FWIW, I am using a very similar neigh_modify command (both for pure lammps and calling from C++), except I had check yes. When I switch to check no, the speeds for LAMMPS loop and C++ loop are very similar. That suggests to me that check yes isn’t working when my C++ code moves atoms using lammps_scatter_atoms(..."x"...), although it seems to work OK when it’s a pure LAMMPS run.

Let me make some simplified code and then I’ll post it.

noam.bernstein · September 30, 2021, 5:08pm

Quick question, as I try to formulate my simple example.
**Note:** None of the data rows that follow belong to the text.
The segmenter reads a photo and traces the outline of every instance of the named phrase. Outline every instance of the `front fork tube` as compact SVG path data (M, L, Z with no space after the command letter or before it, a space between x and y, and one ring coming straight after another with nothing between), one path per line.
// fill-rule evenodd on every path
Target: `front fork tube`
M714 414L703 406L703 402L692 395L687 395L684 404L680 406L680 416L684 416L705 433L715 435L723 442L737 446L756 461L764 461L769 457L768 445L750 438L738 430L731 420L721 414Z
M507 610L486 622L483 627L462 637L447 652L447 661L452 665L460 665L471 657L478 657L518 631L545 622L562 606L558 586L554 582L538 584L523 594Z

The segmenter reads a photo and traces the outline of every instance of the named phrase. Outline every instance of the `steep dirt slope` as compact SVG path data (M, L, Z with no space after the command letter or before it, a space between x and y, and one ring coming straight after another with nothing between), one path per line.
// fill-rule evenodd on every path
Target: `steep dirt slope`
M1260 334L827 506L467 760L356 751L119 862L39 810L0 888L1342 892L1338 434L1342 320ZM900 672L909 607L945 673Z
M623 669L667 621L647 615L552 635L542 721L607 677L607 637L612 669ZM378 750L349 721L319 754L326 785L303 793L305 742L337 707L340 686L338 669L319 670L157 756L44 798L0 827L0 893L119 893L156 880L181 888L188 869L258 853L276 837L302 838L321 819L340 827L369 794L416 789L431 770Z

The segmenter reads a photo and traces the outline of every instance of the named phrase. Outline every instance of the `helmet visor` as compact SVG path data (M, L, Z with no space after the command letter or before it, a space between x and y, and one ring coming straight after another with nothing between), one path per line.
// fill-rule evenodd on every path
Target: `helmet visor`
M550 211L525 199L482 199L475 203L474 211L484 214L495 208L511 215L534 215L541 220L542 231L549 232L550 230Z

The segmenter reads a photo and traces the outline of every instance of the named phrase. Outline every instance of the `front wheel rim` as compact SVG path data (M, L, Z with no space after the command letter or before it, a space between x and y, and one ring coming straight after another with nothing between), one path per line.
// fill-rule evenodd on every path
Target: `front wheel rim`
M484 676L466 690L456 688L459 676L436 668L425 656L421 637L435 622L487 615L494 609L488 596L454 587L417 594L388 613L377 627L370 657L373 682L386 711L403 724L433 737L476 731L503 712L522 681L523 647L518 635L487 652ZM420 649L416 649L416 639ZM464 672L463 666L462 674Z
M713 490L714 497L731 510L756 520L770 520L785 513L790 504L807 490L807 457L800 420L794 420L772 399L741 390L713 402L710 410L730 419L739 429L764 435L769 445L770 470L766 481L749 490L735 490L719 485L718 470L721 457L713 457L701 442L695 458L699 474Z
Should "run 0 pre no" work if atoms move as long as they don’t move enough to need a new neighbor list, i.e. max dist < skin/2 ?

akohlmey · September 30, 2021, 5:30pm

No.

noam.bernstein · September 30, 2021, 5:34pm

OK. In that case, should I expect the speed of "run 0 pre yes" to be different if atoms move less than skin/2 and I compare "neigh_modify delay 0 every 1 check yes" to check no ?

akohlmey · September 30, 2021, 6:02pm

yes. you just need to compare the time spent in the Neigh section of the post run summary (i.e. with “post yes”.

noam.bernstein · September 30, 2021, 6:03pm

Answering my own question, check is ignored with a repeated run 0 because Verlet::setup() is called repeatedly, and it always calls neighbor->build(1). Within a single run N command Verlet::run() checks neighbor->decide() == 1 to see if the build is needed. Before I investigate more, how terrible an idea do you think the following patch might be? Is it obvious to you that it’ll break anything? Do you have any particular tests to suggest? Obviously I can move some atoms around randomly with a sequence of run 0 pre yes, and see if it changes anything.

> git diff
diff --git a/src/verlet.cpp b/src/verlet.cpp
index b9b0b39..a178de2 100644
--- a/src/verlet.cpp
+++ b/src/verlet.cpp
@@ -121,9 +121,11 @@ void Verlet::setup(int flag)
   if (triclinic) domain->lamda2x(atom->nlocal+atom->nghost);
   domain->image_check();
   domain->box_too_small_check();
-  modify->setup_pre_neighbor();
-  neighbor->build(1);
-  modify->setup_post_neighbor();
+  if (neighbor->decide() == 1) {
+      modify->setup_pre_neighbor();
+      neighbor->build(1);
+      modify->setup_post_neighbor();
+  }
   neighbor->ncalls = 0;
 
   // compute all forces

akohlmey · September 30, 2021, 6:10pm

You can never know whether the data used for neighbor->decide() is valid or not.
It most certainly won’t be at the very first step. Like I already said, if you want to tweak choosing what is run or not, you will have to basically build your own command and that can create a fix store instance to store data and then be called repeatedly and where you can select from the outside which parts of the flow of control of the “init()” and “setup()” steps are run. And it will be very “dangerous” because you can never know whether some feature in LAMMPS expects to be run after a full “init()/setup()” and thus will result in undefined behavior when you skip parts of it. The only way to know is if you are entirely in control of all data like when your code does “everything” except for the actual call to Force::compute().

noam.bernstein · September 30, 2021, 6:19pm

Indeed, it doesn’t work on the first call. My code does basically know if anything other than changing positions/cell happened since the last call, so it might be able to do this in a way that’s safe enough for my own purposes. But I agree that it doesn’t seem likely that LAMMPS would be able to handle this internally.